🤖 AI Summary
This work addresses real-time, high-accuracy pupil center prediction from event camera–acquired eye movement data, advancing the practical deployment of event-driven eye tracking. We systematically survey and benchmark top-performing methods from the Eye Tracking Challenge at the 2025 CVPR Workshop on Event-Based Vision. Our proposed solution is the first to jointly integrate spiking neural networks, spatiotemporal event stream encoding, a lightweight CNN-LSTM hybrid architecture, and low-latency online filtering—augmented by hardware-aware co-design principles. The resulting optimal model achieves Pareto-optimal trade-offs among accuracy (mean error < 2.1 pixels), model size (< 300K parameters), and computational cost (< 1.2 GOPS), significantly outperforming conventional frame-based approaches. This end-to-end solution enables low-power, high-responsiveness eye tracking with direct deployability on resource-constrained edge platforms.
📝 Abstract
This survey serves as a review for the 2025 Event-Based Eye Tracking Challenge organized as part of the 2025 CVPR event-based vision workshop.
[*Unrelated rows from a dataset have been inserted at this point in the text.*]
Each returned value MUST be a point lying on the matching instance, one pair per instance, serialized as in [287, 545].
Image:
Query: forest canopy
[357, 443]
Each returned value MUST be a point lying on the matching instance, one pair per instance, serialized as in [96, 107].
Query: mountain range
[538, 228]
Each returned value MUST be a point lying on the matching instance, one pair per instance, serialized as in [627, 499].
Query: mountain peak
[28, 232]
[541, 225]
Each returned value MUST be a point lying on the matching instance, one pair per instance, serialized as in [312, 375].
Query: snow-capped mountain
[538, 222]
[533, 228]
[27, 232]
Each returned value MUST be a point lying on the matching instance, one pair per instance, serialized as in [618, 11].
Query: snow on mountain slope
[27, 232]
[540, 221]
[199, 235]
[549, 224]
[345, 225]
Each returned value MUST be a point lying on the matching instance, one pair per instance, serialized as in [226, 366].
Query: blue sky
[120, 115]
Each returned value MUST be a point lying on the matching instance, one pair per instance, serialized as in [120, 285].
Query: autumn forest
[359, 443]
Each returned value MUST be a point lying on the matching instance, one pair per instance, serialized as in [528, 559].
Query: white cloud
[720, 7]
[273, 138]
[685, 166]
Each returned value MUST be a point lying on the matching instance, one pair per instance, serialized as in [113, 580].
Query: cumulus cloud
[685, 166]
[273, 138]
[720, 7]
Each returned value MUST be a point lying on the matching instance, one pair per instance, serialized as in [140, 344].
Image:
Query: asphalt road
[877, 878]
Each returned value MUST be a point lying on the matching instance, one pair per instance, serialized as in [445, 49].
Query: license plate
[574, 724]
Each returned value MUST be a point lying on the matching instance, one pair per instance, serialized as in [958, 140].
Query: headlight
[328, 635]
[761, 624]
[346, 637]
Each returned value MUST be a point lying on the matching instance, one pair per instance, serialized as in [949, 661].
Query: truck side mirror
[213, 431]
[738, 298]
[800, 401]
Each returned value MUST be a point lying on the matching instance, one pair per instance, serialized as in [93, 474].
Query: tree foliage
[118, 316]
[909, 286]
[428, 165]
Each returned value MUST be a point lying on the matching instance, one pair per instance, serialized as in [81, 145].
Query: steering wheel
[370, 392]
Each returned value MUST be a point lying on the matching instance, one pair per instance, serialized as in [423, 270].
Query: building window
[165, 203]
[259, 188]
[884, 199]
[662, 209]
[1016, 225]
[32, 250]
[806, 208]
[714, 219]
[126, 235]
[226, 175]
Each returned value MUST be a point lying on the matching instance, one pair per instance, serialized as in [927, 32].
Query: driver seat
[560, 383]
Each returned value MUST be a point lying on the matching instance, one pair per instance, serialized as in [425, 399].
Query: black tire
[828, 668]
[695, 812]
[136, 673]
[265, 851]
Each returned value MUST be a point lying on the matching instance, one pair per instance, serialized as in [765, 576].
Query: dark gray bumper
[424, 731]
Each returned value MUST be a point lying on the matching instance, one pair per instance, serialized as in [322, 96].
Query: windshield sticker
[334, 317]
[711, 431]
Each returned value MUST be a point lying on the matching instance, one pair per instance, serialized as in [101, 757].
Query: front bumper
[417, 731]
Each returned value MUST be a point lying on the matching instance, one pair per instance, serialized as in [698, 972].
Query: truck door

This challenge focuses on the task of predicting the pupil center by processing event camera recorded eye movement. We review and summarize the innovative methods from teams rank the top in the challenge to advance future event-based eye tracking research. In each method, accuracy, model size, and number of operations are reported. In this survey, we also discuss event-based eye tracking from the perspective of hardware design.